Bernadette Loloju: The FGM survivor now leading fight against the vice
Bernadette Loloju recalls vividly that
evening when a retired nurse known to her family arrived at their homestead to
perform the then widely acceptable culture, Female Genital Mutilation (FGM).
Loloju explains that her father was a teacher
and he took her and her sisters to a boarding school to save them from early
marriage, which is common in their village of Rombo in Loitoktok, Kajiado
County.
“Our parents wanted to make sure we are not
affected by everything that was happening in the village. In our tradition, the
moment you give birth to a daughter she is booked from the day she born; she
has a husband and a mother in-law, ready to be taken,” explains Loloju.
The anti-FGM champion says even though she
was safe from child marriage, she wasn’t safe from the cut.
During the August school holiday of 1988, a few
months before she was to proceed to secondary school, her grandmother reached
out to a retired nurse who was then known by many as ‘Cucu’ to come and fulfill
the right of passage to Loloju.
Loloju faced the knife at the age of 13,
thanks to her grandmother’s and aunties who believed that a girl could not get
a suitor without undergoing the cut.
“Our grandmother made us believe that that
was the right thing for us, and when you are growing up you only know the
elders are right, she didn’t know anything about getting a degree,” she narrates.
According to Loloju the retired nurse came to
their home with all the necessary paraphernalia including a pair of scissors
and syringes which were slightly longer compared to what is being used
nowadays. She boiled the syringes using her mum’s sufuria.

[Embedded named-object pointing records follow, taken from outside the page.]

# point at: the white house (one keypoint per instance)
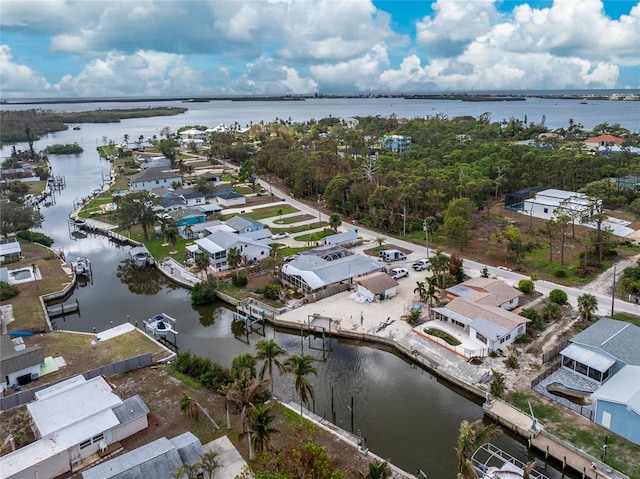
(220, 242)
(377, 286)
(153, 178)
(18, 365)
(548, 204)
(73, 420)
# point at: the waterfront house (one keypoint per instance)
(377, 286)
(73, 420)
(500, 293)
(346, 239)
(10, 249)
(153, 178)
(218, 243)
(481, 316)
(311, 272)
(160, 458)
(18, 365)
(607, 354)
(231, 198)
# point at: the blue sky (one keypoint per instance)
(86, 48)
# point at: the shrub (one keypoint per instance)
(552, 312)
(35, 237)
(558, 296)
(203, 293)
(526, 286)
(560, 273)
(271, 291)
(239, 280)
(7, 291)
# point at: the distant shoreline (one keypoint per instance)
(437, 96)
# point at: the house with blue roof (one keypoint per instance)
(607, 354)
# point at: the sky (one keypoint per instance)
(120, 48)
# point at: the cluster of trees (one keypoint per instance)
(450, 159)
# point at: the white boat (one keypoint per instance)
(160, 325)
(492, 462)
(141, 256)
(81, 267)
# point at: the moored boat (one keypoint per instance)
(160, 325)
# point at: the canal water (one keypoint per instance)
(405, 414)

“When she started boiling the syringes, I
developed cold feet but according to tradition you are not supposed to cry, you
have to be a courageous girl, we were lined up outside our mum’s mud hut for
other women to see us,” recalls Loloju.
The healing journey took a few weeks, she was
happy that she was a ‘full woman’, but she was fighting thoughts of whether to get
married or go back to school.
A determined Loloju secured a Form One slot
at Alliance Girls’ High School, which enabled her to set foot in the country’s
capital city for the first time; she was met with culture shock.
Her four-year stay at Alliance changed her
view on FGM and she realized that it was actually a human rights violation,
hence swore to change her community by fighting the tradition.
“I found other girls and I wondered why they
weren’t talking about FGM, when I spoke about it, I looked like I was from an
unknown bush,” she says.
She now has a Master’s degree in Global
Community Development from Southern Adventist University, Tennessee, USA and a
degree in Community Development from Daystar University; through her efforts,
she has saved many girls from FGM and child marriage.
As a survivor of FGM, she feels that it is
possible for every girl in the world to be safe, so long as communities are
fully engaged in the process of bringing the cut to an end.
The Kenya Demographic Health Survey 2022
report showed a decline of FGM cases from 38 per cent in 1998 to 15 per cent,
and that 14 per cent of girls aged 0-14 and 17 per cent of women aged 15-49
were circumcised by a medical professional (doctor, nurse or midwife).
Now, as the Chair of the Anti-FGM board, Loloju
has a dream of living in a world free from the vice by 2030.